Democratic voters “are nervous about a narrow vision that just doesn’t speak to the Americans who see real problems and want to see real change,” Warren said, addressing her centrist rivals, before turning to Sanders. “But they are also worried about gambling on a revolution that won’t bring along a majority of this country.”
“I am a Democrat, through and through,” she said. “I speak to all parts of our party and with things like the wealth tax, speak to independents and Republicans.”
Shortly after, during an interview on MSNBC, Warren was asked how she and Sanders differed. It is a question that’s been posed to her dozens of times over the past 13 months. For most of that time, she has avoided any kind of answer that might get reporters’ pens out. But on Thursday night, Warren swung the ax.
“I get real stuff done. I have rock solid values and I get stuff done. I get hard stuff done,” she said, pointing to her lead role in creating the Consumer Financial Protection Bureau during the Obama administration. “I don’t want to be president just to yell at people, I want to be president to change things.”
Earlier in the day, Warren also engaged in unusually direct terms on a question about Sanders’ health records. He has released three doctors’ letters since his October heart attack, but despite initially promising more information, has recently said his campaign has no plans to make any further disclosures.
“He had made a promise to release all his medical records and I thought that was what he was going to do,” Warren said. Pressed on whether she believed Sanders had lived up to that promise, Warren was blunt.
“I don’t think that’s a question of opinion,” she said of the letters. “Those aren’t medical records.”
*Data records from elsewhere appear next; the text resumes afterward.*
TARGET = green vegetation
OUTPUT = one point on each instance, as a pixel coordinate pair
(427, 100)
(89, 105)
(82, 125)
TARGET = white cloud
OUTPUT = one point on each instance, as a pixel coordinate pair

The swipes have largely passed without notice as the Democratic field closes ranks in opposition to Bloomberg, who arrived late in the process and has spent more than $400 million while sitting out the primary’s first four contests. Back in January, progressive groups panicked and sought to broker a peace between Warren and Sanders after the two clashed over the contents of a private conversation from 2018, in which Warren said Sanders told her he did not believe a woman could win the presidency.
This time around, though, the state of the race is different.
Sanders is leading the pack on the eve of the Nevada caucuses and Warren is fighting to recapture the excitement that animated her campaign late last summer and into the fall. Since then, Warren has sought to make the case, in often stark terms, that she is the only Democratic candidate who can being together a fractured and factional party before November.
Warren’s quiet offensive has not elicited much of a response from the Sanders campaign, which declined to comment for this story. Sanders supporters online, whose aggressive tactics have been drawing headlines almost daily, have also been relatively muted in their response, instead focusing their ire on Bloomberg.